A fun little talk that describes the whole process: https://www.youtube.com/watch?v=Jb4prVsXkZU


Aw man, I went to go find this to link it, got caught up in watching it again, and by the time I got back you had beaten me to it...


Slightly less steep than the landing angle of an actual brick though.

Edit: glide slope is the word I was looking for.


Really love this paragraph on the Shuttle Training Aircraft wikipedia page.

To match the descent rate and drag profile of the real Shuttle at 37,000 feet (11,300 m), the main landing gear of the C-11A was lowered (the nose gear stayed retracted due to wind load constraints) and engine thrust was reversed. Its flaps could deflect upwards to decrease lift as well as downwards to increase lift.

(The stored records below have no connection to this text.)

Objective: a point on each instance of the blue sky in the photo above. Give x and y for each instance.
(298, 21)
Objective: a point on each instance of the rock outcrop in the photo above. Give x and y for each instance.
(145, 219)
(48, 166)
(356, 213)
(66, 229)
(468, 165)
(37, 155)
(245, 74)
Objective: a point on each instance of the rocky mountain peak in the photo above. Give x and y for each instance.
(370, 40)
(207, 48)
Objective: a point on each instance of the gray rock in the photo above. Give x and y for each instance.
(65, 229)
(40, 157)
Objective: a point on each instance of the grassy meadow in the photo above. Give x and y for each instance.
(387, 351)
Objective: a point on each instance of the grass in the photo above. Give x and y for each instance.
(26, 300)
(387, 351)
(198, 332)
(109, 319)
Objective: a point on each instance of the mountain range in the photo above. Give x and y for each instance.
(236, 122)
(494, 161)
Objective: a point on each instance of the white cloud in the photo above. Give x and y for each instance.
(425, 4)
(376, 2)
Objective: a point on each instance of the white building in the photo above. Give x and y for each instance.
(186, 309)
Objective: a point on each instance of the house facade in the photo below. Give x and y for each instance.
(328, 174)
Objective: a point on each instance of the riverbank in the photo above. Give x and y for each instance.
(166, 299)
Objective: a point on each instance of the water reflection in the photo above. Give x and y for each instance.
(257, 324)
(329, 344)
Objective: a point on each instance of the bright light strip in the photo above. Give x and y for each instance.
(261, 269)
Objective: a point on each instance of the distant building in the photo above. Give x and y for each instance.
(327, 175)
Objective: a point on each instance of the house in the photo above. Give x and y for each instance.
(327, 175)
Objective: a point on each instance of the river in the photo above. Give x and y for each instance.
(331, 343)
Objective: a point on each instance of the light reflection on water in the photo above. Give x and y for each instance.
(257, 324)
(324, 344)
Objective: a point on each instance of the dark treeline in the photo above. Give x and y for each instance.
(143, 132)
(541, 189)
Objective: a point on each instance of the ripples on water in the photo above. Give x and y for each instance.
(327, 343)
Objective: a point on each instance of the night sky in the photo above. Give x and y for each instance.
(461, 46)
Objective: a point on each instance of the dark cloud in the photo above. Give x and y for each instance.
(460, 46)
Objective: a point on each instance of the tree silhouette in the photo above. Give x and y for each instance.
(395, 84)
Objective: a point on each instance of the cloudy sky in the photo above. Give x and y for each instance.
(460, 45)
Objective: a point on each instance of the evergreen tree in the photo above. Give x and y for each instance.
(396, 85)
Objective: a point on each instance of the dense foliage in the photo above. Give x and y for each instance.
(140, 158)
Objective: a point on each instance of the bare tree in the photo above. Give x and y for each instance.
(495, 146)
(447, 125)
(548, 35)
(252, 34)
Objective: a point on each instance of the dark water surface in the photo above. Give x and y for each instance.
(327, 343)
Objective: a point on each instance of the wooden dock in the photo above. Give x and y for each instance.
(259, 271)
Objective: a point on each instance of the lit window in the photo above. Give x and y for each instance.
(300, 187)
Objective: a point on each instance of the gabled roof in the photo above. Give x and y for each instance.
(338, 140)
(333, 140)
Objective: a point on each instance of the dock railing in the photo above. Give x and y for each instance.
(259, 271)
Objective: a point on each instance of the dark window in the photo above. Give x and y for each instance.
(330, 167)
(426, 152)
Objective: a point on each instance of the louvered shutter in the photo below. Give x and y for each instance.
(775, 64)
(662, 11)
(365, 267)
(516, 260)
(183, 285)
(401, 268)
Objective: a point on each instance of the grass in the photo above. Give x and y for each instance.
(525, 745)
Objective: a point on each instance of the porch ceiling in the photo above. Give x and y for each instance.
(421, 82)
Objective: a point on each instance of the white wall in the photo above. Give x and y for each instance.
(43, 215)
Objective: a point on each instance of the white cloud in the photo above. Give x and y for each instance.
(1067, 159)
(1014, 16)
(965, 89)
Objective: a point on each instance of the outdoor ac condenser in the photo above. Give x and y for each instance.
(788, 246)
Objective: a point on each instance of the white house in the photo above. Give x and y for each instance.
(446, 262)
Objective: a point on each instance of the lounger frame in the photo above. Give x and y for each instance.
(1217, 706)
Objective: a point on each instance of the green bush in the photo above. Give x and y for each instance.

https://en.wikipedia.org/wiki/Shuttle_Training_Aircraft


Really drives home how you need to drag any normal airplane kicking and screaming into a regime where it’s as bad at staying in the air as the shuttle was :)


I watched it come down over Orlando and it looked like this could never work out. Much steeper than any airplane I have ever seen.


Depends on the forward velocity of the brick.


It is an unpowered flight, not a graceful fall.